1. unsecured loans, also known as unsecured loans, or credit loans. There is no need for collateral, and materials such as identity certificate, income statement and address certificate have different provisions. (Specifically, it proves that banks apply for loans from banks, and the interest rate of bank loans is generally slightly higher than that of mortgages according to personal credit conditions. Customers can choose a personal loan with a fixed term according to the specific situation, and then sign a contract, which is more secure.
2. Loans must be issued by formal financial institutions and handled according to formal procedures. Sometimes unsecured guarantee is deceptive, and criminals throw out lures such as "unsecured guarantee is free", "interest-free" and "same-day loan". Once someone takes the bait, they will ask the lender to pay the so-called small interest, risk deposit and handling fee in the name of "assessment fee".

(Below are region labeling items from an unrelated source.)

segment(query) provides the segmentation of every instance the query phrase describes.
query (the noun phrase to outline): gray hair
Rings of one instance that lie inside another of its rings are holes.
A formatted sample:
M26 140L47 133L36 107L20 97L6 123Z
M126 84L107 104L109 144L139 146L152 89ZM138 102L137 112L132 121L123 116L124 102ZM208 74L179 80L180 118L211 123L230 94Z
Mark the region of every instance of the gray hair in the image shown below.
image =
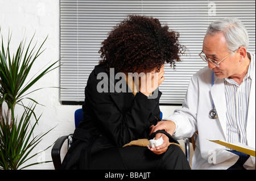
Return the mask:
M217 20L209 26L207 35L213 35L217 32L224 33L228 50L231 53L241 47L249 47L248 33L245 26L235 18Z

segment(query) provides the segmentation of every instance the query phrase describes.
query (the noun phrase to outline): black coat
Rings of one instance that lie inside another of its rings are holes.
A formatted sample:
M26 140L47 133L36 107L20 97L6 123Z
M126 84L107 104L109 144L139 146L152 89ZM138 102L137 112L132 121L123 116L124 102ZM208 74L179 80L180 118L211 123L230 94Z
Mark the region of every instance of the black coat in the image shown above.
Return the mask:
M108 92L100 93L97 90L102 81L97 79L101 73L108 74ZM149 128L160 120L160 91L156 99L148 99L140 92L134 96L130 91L128 92L125 83L126 92L110 92L109 77L109 73L102 65L96 66L90 74L82 106L84 120L76 128L74 141L63 161L63 169L89 169L92 154L110 147L122 146L133 140L149 138ZM115 85L118 81L115 81ZM121 161L115 162L122 166Z

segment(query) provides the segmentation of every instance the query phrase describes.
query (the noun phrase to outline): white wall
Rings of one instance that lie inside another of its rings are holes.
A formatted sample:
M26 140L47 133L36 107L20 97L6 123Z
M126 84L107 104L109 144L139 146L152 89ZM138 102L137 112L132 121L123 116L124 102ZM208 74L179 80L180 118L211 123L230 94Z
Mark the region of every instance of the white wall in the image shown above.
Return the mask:
M39 56L33 70L32 76L48 63L59 59L59 0L0 0L1 33L5 45L9 30L12 33L11 45L14 50L23 37L28 41L34 33L34 43L43 42L48 35L43 47L45 51ZM50 72L34 86L32 90L45 87L59 86L59 69ZM42 113L35 135L56 127L47 134L35 151L43 150L52 144L58 137L72 133L75 129L74 112L81 106L61 105L57 89L47 88L29 96L40 104L36 107L37 115ZM173 112L177 107L161 106L163 117ZM19 110L19 107L15 108ZM32 163L38 161L51 160L51 148L33 158ZM28 169L54 169L52 163L40 164Z

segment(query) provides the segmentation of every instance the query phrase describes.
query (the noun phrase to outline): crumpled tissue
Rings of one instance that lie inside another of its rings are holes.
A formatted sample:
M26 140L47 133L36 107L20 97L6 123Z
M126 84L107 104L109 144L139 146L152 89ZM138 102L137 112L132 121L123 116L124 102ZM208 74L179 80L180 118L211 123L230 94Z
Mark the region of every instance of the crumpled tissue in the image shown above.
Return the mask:
M152 140L150 140L150 144L148 145L149 147L151 148L156 148L162 144L163 144L163 137L161 136L161 137L158 140L155 140L155 138L154 138Z

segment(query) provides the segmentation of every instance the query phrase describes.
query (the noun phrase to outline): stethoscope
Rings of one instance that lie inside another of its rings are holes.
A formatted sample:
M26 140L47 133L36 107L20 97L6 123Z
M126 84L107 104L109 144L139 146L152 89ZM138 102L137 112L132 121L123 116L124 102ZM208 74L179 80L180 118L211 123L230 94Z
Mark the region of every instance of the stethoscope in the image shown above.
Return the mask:
M214 73L213 71L212 74L212 87L214 84ZM214 106L214 103L213 103L213 100L212 100L212 101L213 109L211 110L210 111L210 112L209 112L209 116L212 119L216 119L218 117L218 115L217 114L216 109L215 109L215 106Z

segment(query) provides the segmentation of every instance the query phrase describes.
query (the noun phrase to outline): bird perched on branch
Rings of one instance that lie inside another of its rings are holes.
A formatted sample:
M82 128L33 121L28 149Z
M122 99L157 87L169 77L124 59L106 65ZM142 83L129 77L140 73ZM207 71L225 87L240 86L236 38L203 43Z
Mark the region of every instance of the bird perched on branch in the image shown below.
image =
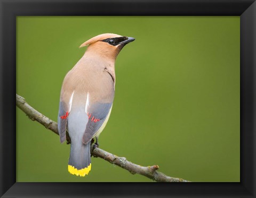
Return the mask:
M113 33L97 36L82 44L85 53L67 74L60 93L58 129L60 142L71 139L68 170L84 176L91 170L90 144L109 118L115 95L115 62L123 47L135 40Z

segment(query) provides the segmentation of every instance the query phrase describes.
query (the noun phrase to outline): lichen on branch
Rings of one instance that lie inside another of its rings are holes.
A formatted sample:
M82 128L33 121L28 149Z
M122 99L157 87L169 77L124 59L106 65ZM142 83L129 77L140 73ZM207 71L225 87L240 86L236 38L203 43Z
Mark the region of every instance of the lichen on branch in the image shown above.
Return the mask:
M24 98L16 94L16 105L22 110L28 117L33 121L37 121L57 135L57 123L52 120L46 116L37 111L26 102ZM68 135L67 136L68 143L70 142ZM115 154L110 153L99 148L95 148L92 151L92 145L91 148L92 155L95 157L99 157L109 162L115 164L120 167L126 169L132 174L138 174L143 175L149 178L158 182L190 182L188 180L167 176L163 173L157 171L159 167L157 165L144 167L128 161L124 157L118 157Z

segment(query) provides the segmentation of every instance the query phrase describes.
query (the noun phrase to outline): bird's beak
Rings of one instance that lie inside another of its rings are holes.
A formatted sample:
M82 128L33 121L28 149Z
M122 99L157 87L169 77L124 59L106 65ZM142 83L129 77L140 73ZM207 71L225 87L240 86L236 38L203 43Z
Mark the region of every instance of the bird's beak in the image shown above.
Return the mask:
M127 40L124 40L123 42L120 42L121 45L126 45L129 42L133 41L135 39L132 37L127 37L128 39Z

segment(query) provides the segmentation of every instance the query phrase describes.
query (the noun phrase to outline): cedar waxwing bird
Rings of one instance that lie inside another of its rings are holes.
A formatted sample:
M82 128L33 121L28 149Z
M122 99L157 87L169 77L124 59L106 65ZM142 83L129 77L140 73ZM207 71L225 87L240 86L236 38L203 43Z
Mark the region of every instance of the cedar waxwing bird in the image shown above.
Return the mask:
M90 145L109 118L115 95L115 62L121 50L135 40L113 33L82 44L84 55L66 75L60 93L58 130L60 142L71 140L68 171L84 176L91 170Z

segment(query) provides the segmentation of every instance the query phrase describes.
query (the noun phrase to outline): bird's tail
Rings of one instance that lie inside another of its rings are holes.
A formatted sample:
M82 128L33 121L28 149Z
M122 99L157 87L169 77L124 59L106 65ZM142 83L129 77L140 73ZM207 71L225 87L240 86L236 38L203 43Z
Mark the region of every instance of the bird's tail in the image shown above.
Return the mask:
M87 144L71 143L68 171L76 176L84 177L91 170L91 142Z

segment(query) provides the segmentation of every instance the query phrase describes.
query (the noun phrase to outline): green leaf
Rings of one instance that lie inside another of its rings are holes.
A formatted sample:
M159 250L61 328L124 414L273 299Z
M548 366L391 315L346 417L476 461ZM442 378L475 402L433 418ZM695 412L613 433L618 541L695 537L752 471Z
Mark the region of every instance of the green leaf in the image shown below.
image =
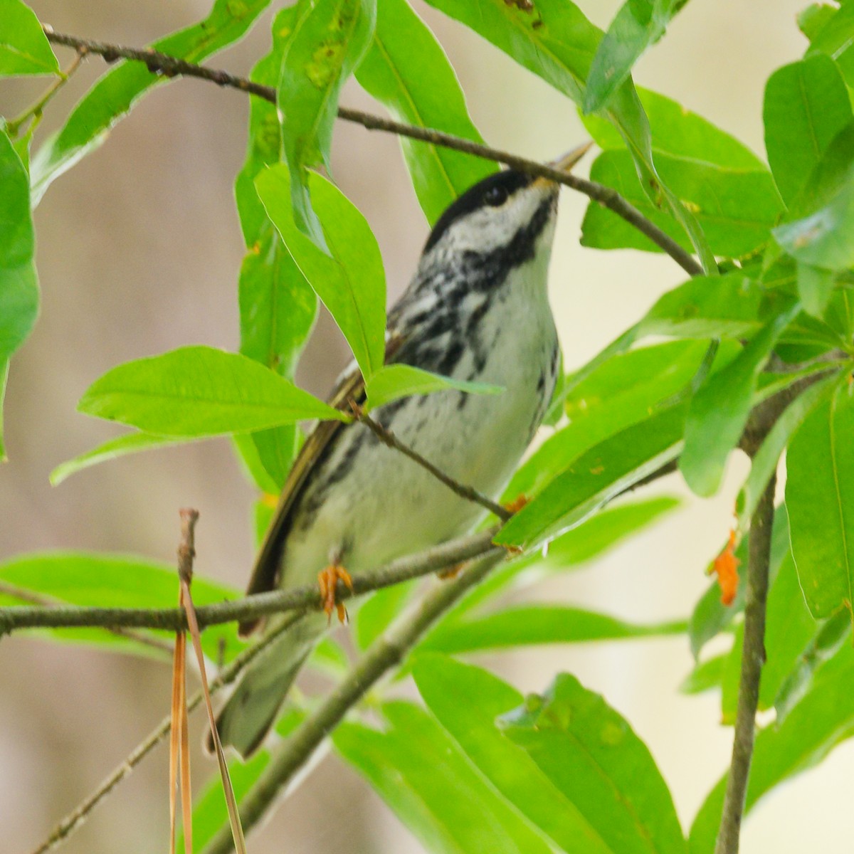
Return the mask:
M642 501L621 502L600 510L586 522L553 540L546 554L521 555L496 567L485 581L447 612L434 631L441 632L446 622L454 622L505 591L518 593L549 575L583 566L678 506L678 500L659 495ZM430 633L428 633L424 642L430 643Z
M541 77L578 106L585 97L584 81L602 38L568 0L535 3L505 0L430 0L430 4L471 26L520 65ZM652 162L649 123L634 84L627 79L611 96L605 116L617 129L630 152L640 186L656 205L666 204L690 236L704 267L717 272L715 258L693 215L658 176Z
M0 131L0 403L9 360L30 334L38 314L35 237L30 215L30 181L9 137ZM0 460L3 446L0 410Z
M614 851L685 851L670 793L646 746L575 676L559 674L544 696L529 696L499 725Z
M640 321L638 337L735 338L757 332L768 298L741 271L696 276L659 297Z
M611 22L590 67L584 112L601 109L640 55L664 34L686 0L628 0Z
M851 120L835 63L815 54L775 71L765 86L763 118L774 179L790 205L830 141Z
M0 75L58 74L59 63L42 25L21 0L0 0Z
M500 385L453 379L411 365L388 365L380 368L366 385L369 409L377 409L411 395L429 395L448 389L470 395L500 395L504 391Z
M547 643L658 637L683 632L684 623L636 625L582 608L529 605L454 622L430 634L419 649L471 652Z
M115 608L172 608L178 606L178 574L174 564L146 558L103 552L29 553L0 564L0 582L68 605ZM230 588L193 576L196 605L221 602L239 596ZM0 604L15 600L0 594ZM43 637L82 644L97 644L120 652L150 654L150 648L118 635L97 629L33 629ZM169 633L146 632L151 637L170 638ZM233 625L211 626L202 635L205 653L212 658L222 644L227 658L243 648Z
M684 404L664 409L582 453L504 525L495 542L525 549L541 545L671 462L681 450L687 409Z
M749 541L750 531L747 531L735 550L735 558L741 567L747 565ZM788 518L786 515L786 505L781 504L775 512L774 527L771 533L771 558L769 562L769 575L772 582L781 563L788 553ZM711 573L711 569L710 564L707 574ZM734 617L744 611L745 587L744 584L739 585L739 588L735 592L735 600L730 605L723 605L721 602L721 589L717 586L717 582L712 582L706 592L700 597L688 622L688 639L691 641L691 652L694 658L699 658L705 644L729 626Z
M347 416L251 359L182 347L108 371L80 399L87 415L161 436L217 436Z
M830 56L839 67L849 87L854 85L854 7L843 3L834 15L825 15L824 26L818 28L815 19L811 26L818 29L808 36L812 43L810 52L821 51Z
M535 495L581 453L648 418L659 403L691 382L707 344L670 342L618 354L602 364L567 394L564 405L570 423L549 436L517 471L504 500ZM737 348L728 342L725 349L734 354Z
M786 457L792 553L816 618L854 600L852 430L851 388L839 386L804 422Z
M404 0L377 0L377 30L355 75L398 121L483 142L445 51ZM482 157L405 137L401 147L430 224L458 196L497 168Z
M845 377L849 372L850 369L843 371L842 374L835 372L810 386L786 407L783 413L775 422L770 432L765 436L759 447L759 450L753 456L750 474L747 476L744 486L741 487L741 491L735 502L739 527L742 530L746 530L750 524L750 520L756 512L759 499L765 491L765 487L771 479L771 475L776 471L777 463L792 436L798 431L816 407L823 403L830 396L839 383L840 376Z
M332 741L428 851L549 854L541 834L424 710L395 702L382 712L384 731L345 722Z
M215 0L204 20L159 38L151 47L199 62L241 38L269 4L270 0ZM107 138L110 128L142 95L168 79L152 74L142 62L124 61L101 77L32 158L33 205L56 178Z
M854 734L854 656L844 645L809 693L783 723L761 730L751 763L749 813L775 786L821 762L839 742ZM834 667L834 664L836 666ZM726 777L710 793L691 826L691 854L712 854L721 821Z
M330 0L307 5L282 56L277 103L282 143L290 170L293 219L325 250L324 231L312 210L307 167L330 171L332 126L338 97L373 37L375 0Z
M284 165L260 173L255 186L288 251L343 332L362 375L370 379L383 366L385 351L385 273L370 226L335 184L312 173L309 186L330 257L294 221Z
M769 320L729 365L700 386L691 401L679 470L698 495L717 491L729 452L747 423L759 373L798 309L795 305Z
M496 717L524 702L515 688L436 654L419 655L413 672L430 711L477 772L547 837L553 850L616 854L600 828L496 727Z
M152 448L167 447L169 445L177 445L180 442L189 442L189 438L181 438L174 436L154 436L151 433L126 433L124 436L117 436L115 439L108 439L102 445L93 447L91 451L67 459L64 463L60 463L50 472L50 483L53 486L59 486L73 474L76 474L82 469L88 469L90 465L97 465L98 463L107 462L108 459L116 459L124 457L127 453L136 453L137 451L148 451Z
M656 164L661 180L690 208L716 254L739 258L769 241L782 205L767 169L720 167L665 154L656 155ZM594 161L590 178L613 187L658 228L691 249L683 224L672 211L668 213L649 199L629 152L603 152ZM662 251L634 226L596 203L588 205L584 215L582 244L600 249Z
M766 171L765 165L743 143L711 121L658 92L639 86L638 97L649 118L654 155L741 172ZM588 132L603 150L624 149L625 140L607 120L582 115Z
M774 237L798 261L830 270L854 266L854 164L826 205L809 216L778 225Z

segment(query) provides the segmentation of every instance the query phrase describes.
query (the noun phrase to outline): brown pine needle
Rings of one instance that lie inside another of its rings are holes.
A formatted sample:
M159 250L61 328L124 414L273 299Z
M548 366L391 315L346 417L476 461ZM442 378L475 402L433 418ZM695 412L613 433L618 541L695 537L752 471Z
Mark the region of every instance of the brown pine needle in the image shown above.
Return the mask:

Once the funds are in place, they will take advantage of the lender's ignorance and unfamiliarity with online banking to transfer the lender's funds from the bank account. If the loan is defrauded, it is recommended to call the police at the first time and submit relevant records, bills of exchange vouchers, bank accounts, telephone numbers and other information communicated with the other party to the police for effective tracking.
There are many unsecured loan scams. Charging before lending is the most common trick in unsecured loans, and the victims of loan fraud will fall into this trap in nine cases out of ten. The swindler caught the borrower's desire for success and lack of common sense.